On top of this faux-Indian construction are some boy/girl vocals, very much hitting the 'hippy mama,' 'spiritual daddy' vibe. Their voices are quite good and mingle pretty well for the most part, which is probably what is making me thing of the Free Design.
The thing with this kind of music is to balance the sugar with a touch of strychnine. Oriental Sunshine manages to do this on the pretty awesome "Across Your Life" quite well. The second half of the album also walks the line well on tracks like "Can Anybody Tell" and "My Way To Be Hurt." The caveat here is that by this time you may be getting a little tired of their vibe as it doesn't change much from the California-meadow-with-sitars vibe over the album. When they finally try and delve deeper into Indian composition on "Where You Went," it just sounds silly.
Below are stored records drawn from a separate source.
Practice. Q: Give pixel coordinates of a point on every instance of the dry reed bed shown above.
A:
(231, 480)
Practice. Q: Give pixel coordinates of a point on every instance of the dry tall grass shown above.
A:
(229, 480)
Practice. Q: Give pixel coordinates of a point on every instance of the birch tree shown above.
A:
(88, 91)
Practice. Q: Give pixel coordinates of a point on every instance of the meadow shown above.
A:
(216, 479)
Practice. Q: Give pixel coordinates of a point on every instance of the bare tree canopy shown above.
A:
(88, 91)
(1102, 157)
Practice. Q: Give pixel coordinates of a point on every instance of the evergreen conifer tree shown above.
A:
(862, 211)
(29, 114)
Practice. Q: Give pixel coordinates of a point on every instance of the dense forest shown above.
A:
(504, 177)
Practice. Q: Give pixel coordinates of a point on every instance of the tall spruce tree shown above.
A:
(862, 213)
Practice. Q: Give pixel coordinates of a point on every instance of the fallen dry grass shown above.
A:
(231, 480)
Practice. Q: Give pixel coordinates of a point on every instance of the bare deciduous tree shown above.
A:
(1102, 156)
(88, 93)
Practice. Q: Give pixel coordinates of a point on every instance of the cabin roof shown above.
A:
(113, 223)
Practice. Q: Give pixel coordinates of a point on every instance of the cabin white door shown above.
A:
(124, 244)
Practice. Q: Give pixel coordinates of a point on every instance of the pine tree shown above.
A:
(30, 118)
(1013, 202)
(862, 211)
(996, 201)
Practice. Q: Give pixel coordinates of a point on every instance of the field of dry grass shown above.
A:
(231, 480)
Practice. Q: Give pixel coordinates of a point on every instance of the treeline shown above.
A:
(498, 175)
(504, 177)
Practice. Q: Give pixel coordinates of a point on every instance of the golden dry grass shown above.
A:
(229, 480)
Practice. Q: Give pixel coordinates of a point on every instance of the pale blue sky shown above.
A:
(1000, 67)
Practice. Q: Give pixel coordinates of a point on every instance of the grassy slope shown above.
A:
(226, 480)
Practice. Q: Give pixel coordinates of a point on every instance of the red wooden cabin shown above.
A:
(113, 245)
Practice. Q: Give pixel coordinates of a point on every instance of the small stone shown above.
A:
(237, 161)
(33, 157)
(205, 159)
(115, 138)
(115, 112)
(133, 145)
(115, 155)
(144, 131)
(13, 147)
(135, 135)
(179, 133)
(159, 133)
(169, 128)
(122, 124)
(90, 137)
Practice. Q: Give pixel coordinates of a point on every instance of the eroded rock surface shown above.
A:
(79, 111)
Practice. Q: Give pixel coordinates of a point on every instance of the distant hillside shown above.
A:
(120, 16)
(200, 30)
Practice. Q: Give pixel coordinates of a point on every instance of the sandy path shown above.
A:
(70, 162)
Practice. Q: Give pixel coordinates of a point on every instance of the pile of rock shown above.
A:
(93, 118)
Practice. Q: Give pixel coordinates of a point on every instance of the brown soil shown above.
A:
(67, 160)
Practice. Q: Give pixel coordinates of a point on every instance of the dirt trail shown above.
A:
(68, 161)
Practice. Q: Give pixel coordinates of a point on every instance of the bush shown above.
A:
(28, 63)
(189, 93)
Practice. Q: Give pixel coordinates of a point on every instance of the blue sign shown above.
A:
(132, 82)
Other times, the sugar starts to scrape on my gag reflex. "Mother Nature" should tip you off, and if it doesn't, lines about 'talking to the trees' will. "Look At Me" makes me think of the midwestern runaway having an acid freak out in the street in late-1968 San Francisco.
So, this album doesn't really get my seal of approval, although there's definitely a must hear track or two lying around (like the opener). If you're open to the gentle pastoral hippy thing, feel free to bump up the rating a notch or so. I've just got so much tolerance for it personally.